Ярость ошпарила грудь. Глаза на мгновение занавесила белая пелена. Наглость – второе счастье, воистину! По этому параметру госпоже Лазовски равных не было на всём Девятом Холме.
– Вы могли бы и в кабинет зайти, если вам нужна помощь! – я закусила губу, чтобы подавить гнев.
– Ну, раз уж мы здесь, не пойдём же мы обратно?! – выкрикнула Ленор. Одышки как не бывало: она тараторила, как телеграф, широко раскидывая руки и брызгая слюной. – У меня ноги не ходят! Я еле-еле до амбулатории дотащилась от рабочего квартала. Знаешь, сколько мне до сюда по ухабам шлёндрать?! Мне, немощной и бедной многодетной женщине?!
– Вы, кажется, на рынок шли! – я попыталась придать голосу максимальную твёрдость. – Вот и идите.
– Поосторожнее, жрица, – Ленор сморщилась, как печёное яблоко, и зыркнула на меня исподлобья. – Ой, безрассудная ты!
Мы застыли, сверля друг друга взглядами: грузная Ленор, привалившаяся к колонне, и я, бледная и малохольная, с ногами на ширине плеч и трубкой для прослушивания, сжатой в кулаке.
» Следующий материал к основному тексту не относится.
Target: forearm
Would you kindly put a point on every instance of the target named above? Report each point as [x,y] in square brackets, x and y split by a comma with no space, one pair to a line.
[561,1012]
И если в голове Ленор, наверняка, росло желание возмездия за неслыханную дерзость, то я судорожно соображала, как лучше поступить. Рвануть в кабинет, оставив Ленор в холле, или же сдаться и демонстративно осмотреть её, под предлогом оказания первой помощи? Удрать – означало сдаться. Пойти на поводу у Ленор – сдаться тоже. Решить бы ещё, какое из поражений станет более масштабным.
Сопоставляя обрывки мыслей, и придя, в конце концов, к выводу, что бесконечно лечиться от несмываемых проклятий будет куда хуже, чем перетерпеть унижение, я сделала выбор. Выполнить требование Ленор будет проще, проще, чем расхлёбывать последствия собственной глупости. Главное в такой ситуации сохранять спокойствие. Спокойствие и добродушие.
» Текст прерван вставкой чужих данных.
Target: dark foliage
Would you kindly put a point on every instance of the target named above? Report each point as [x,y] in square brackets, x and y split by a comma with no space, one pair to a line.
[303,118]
– Присаживайтесь, – буркнула я себе под нос. – И расскажите подробно про ваши жалобы.
Гневная гримаса на лице Ленор сменилась глубоким удовлетворением. Жабьи глаза участливо заблестели, а уголки рта поползли вверх. С довольным видом она оторвалась от колонны и понесла тяжёлое тело в кресло.
– Задыхаюсь, – самозабвенно выпалила она.
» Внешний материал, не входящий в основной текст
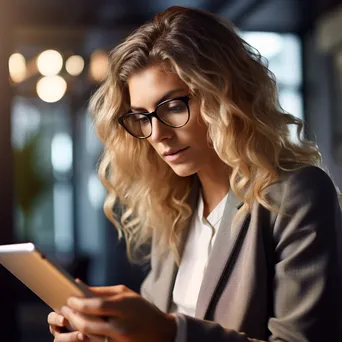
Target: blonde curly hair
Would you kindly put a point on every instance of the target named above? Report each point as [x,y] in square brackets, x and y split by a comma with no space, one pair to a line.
[238,102]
– На вдохе, на выдохе? При нагрузке? При ходьбе? В какое время суток чаще?
– Бедная больная женщина того и гляди к Покровителям уйдёт, а она ерунду спрашивает, – оборвала Ленор. – Не видишь, неуч, мне помощь нужна!
Но осматривать Ленор не пришлось. Едва я склонилась над ней, расстёгивая воротник, тишину прорвал скрип на высокой ноте.
Фигурные стекляшки в дверях звякнули, разбросав по полу цветные блики. Ручка повернулась, приоткрывая ход в наружность. В холл ворвался мощный поток воздуха, смешанного с дождём. Холодный ветер скользнул по ногам, забрался под юбку, раздув её колоколом. Тронул искусственные цветы в вазонах и, пробежав по стене, засвистел под потолком.
– Вот он! – Ленор оживилась и вскочила с кресла.
– Кто он?!
Но объяснять не пришлось. Яркая картинка сложилась в воздухе сама, из мозаики стеклянных бликов и дождевых капель.
Через раскрытые двери мне навстречу нёсся мальчик. Сложно было судить о его возрасте: он казался настолько измождённым, что едва держался на ногах. Землисто-зеленоватый цвет кожи выдавал тяжёлое малокровие, худоба – плохое питание. Длинные светлые волосы развевались за спиной, как плащ. Казалось, что он убегает от преследователей и надеется укрыться в амбулатории. А ещё казалось, что он рассчитывает на мою помощь. Но не как пациент, а как…
Услышав негласный призыв, я ринулась навстречу. Поймала его на бегу, ухватила за плечи и вгляделась в скуластое лицо. Циклов четырнадцать, не больше.
– Что нужно тебе, дитя? – промямлила я.
Мальчик поднял на меня бесцветные глаза в оправе длинных ресниц, и мороз пробежал по коже миллионом острых игл. Эти глаза не могли принадлежать подростку. Взор древнего старика пронзил меня и вышел остриём промеж лопаток. Казалось, что в нём заточено всё Сердце Земли. Вся его мудрость, все ошибки и вся скорбь.
– Что ты ищешь? – спросила я тише. – Ты прячешься? Кто обидел тебя?
Плечи мальчика мелко задрожали под моими руками. Глаза распахнулись ещё шире. Изогнутые ресницы почти коснулись лба.
– Мама?! – он выгнулся и потянулся к моему лицу.